Hablar de la libertad en el Ecuador sin nombrar a María Chiquinquirá y Martina Carrillo es sostener una historia incompleta, fragmentada y funcional a la colonialidad. Ambas mujeres, en condiciones de esclavitud, no solo resistieron la opresión, sino que construyeron caminos concretos hacia la libertad, dejando un legado que hoy interpela de manera directa al sistema educativo ecuatoriano.
La presencia de la mujer afroecuatoriana en la historia ha sido sistemáticamente invisibilizada, pese a que ha sido pilar fundamental en los procesos de resistencia, organización comunitaria y defensa de la vida. María Chiquinquirá no representa únicamente un acto de rebeldía individual, sino una conciencia colectiva que entendió que la libertad no podía seguir siendo negada. Su lucha se inscribe en una tradición cimarrona que no solo escapaba de la esclavitud, sino que proponía otras formas de existencia, donde la dignidad y la humanidad eran irrenunciables.

Por su parte, Martina Carrillo nos sitúa frente a una dimensión profundamente política de la resistencia: la denuncia. En un contexto donde el silencio era impuesto como mecanismo de control, su voz rompió con el orden colonial, evidenciando la violencia estructural y exigiendo justicia. Su accionar demuestra que incluso dentro de sistemas opresivos es posible disputar el poder, cuestionarlo y dejar precedentes históricos que abren grietas en la dominación.
Estas mujeres no solo lucharon por su libertad; lucharon por la posibilidad de que hoy podamos pensar en derechos. En ellas habita una pedagogía viva, una forma de enseñar desde la experiencia, desde el cuerpo, desde la memoria. Por eso, su incorporación en los procesos educativos no puede ser superficial ni simbólica. No se trata de mencionarlas en una fecha conmemorativa, sino de integrarlas como referentes estructurales en la comprensión de la historia del Ecuador.

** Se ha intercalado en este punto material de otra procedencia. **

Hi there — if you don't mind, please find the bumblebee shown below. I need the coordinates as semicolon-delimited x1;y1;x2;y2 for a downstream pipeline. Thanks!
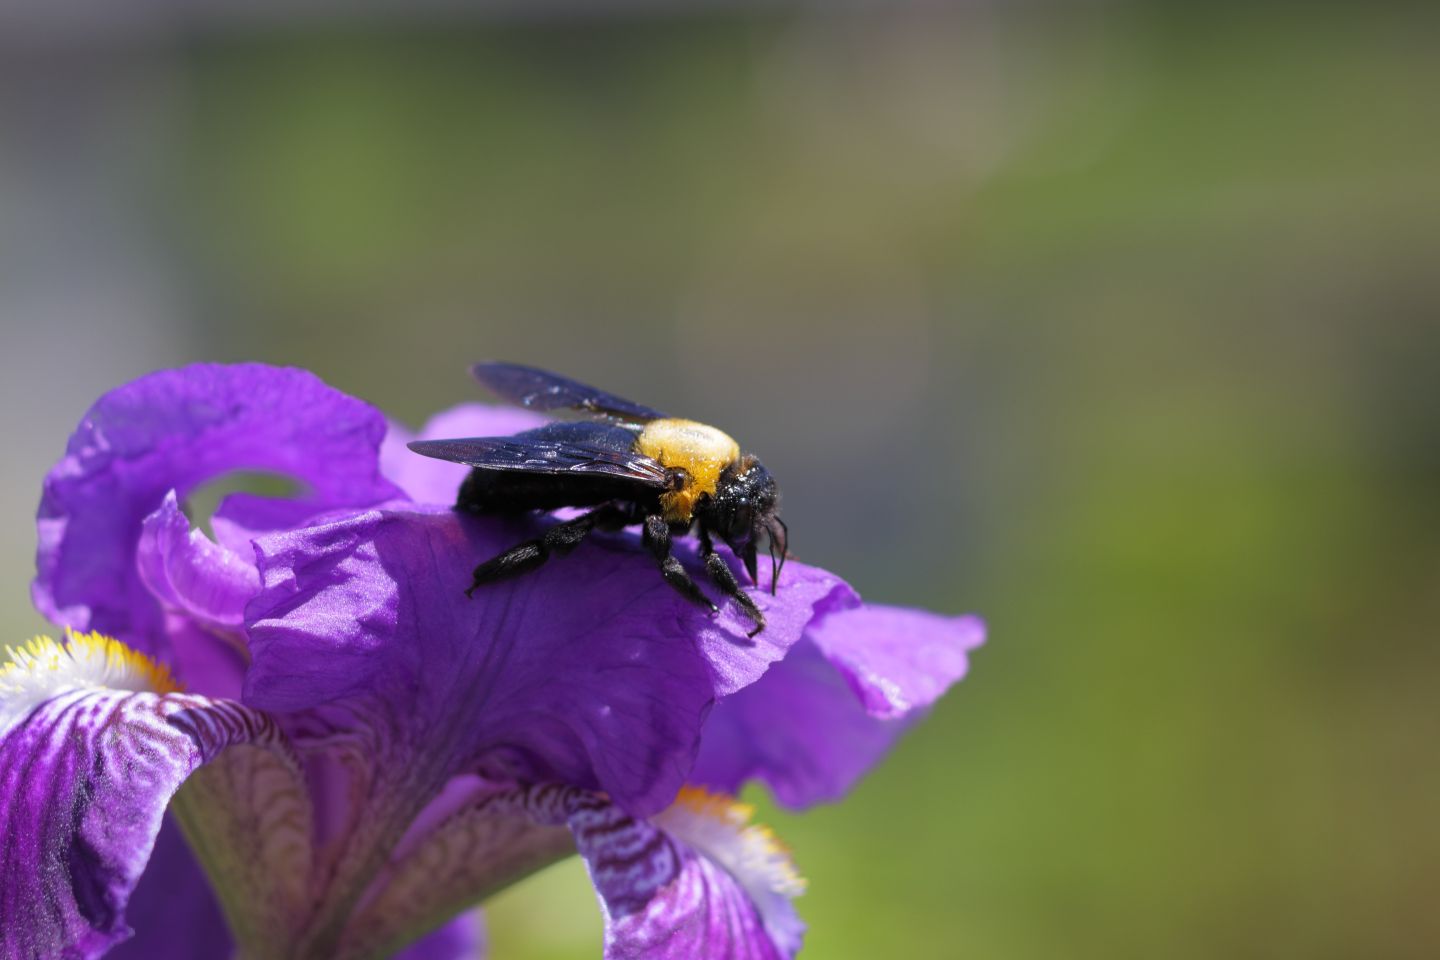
409;362;788;635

Hoy, cuando el país sigue marcado por profundas desigualdades, racismo estructural y exclusión, es urgente preguntarnos: ¿qué tipo de educación estamos construyendo? ¿Una que reproduce el silencio colonial o una que lo confronta?
Convocar a los educadores y educadoras del Ecuador es, en este sentido, una necesidad histórica. No se puede formar ciudadanía crítica sin memoria, y no puede haber memoria completa sin reconocer el papel de la mujer afroecuatoriana en la construcción de la libertad. María Chiquinquirá y Martina Carrillo deben ser enseñadas no como figuras aisladas, sino como parte de un proceso histórico de resistencia que sigue vigente.
Educar desde estas historias implica romper con la colonialidad del saber, desmontar narrativas únicas y abrir espacio a otras voces, otras experiencias, otros conocimientos. Implica también reconocer que la familia, la comunidad y la vida han sido espacios fundamentales de resistencia para el pueblo afroecuatoriano, donde las mujeres han sostenido la cultura, la espiritualidad y la dignidad.
Este no es solo un llamado académico, es un llamado ético y político. Porque mientras estas historias sigan ausentes en las aulas, la educación seguirá reproduciendo exclusión. Pero cuando se integren con la profundidad que merecen, estaremos formando generaciones capaces de entender que la libertad no fue un regalo: fue una conquista.
Y en esa conquista, la mujer afroecuatoriana no fue espectadora. Fue protagonista.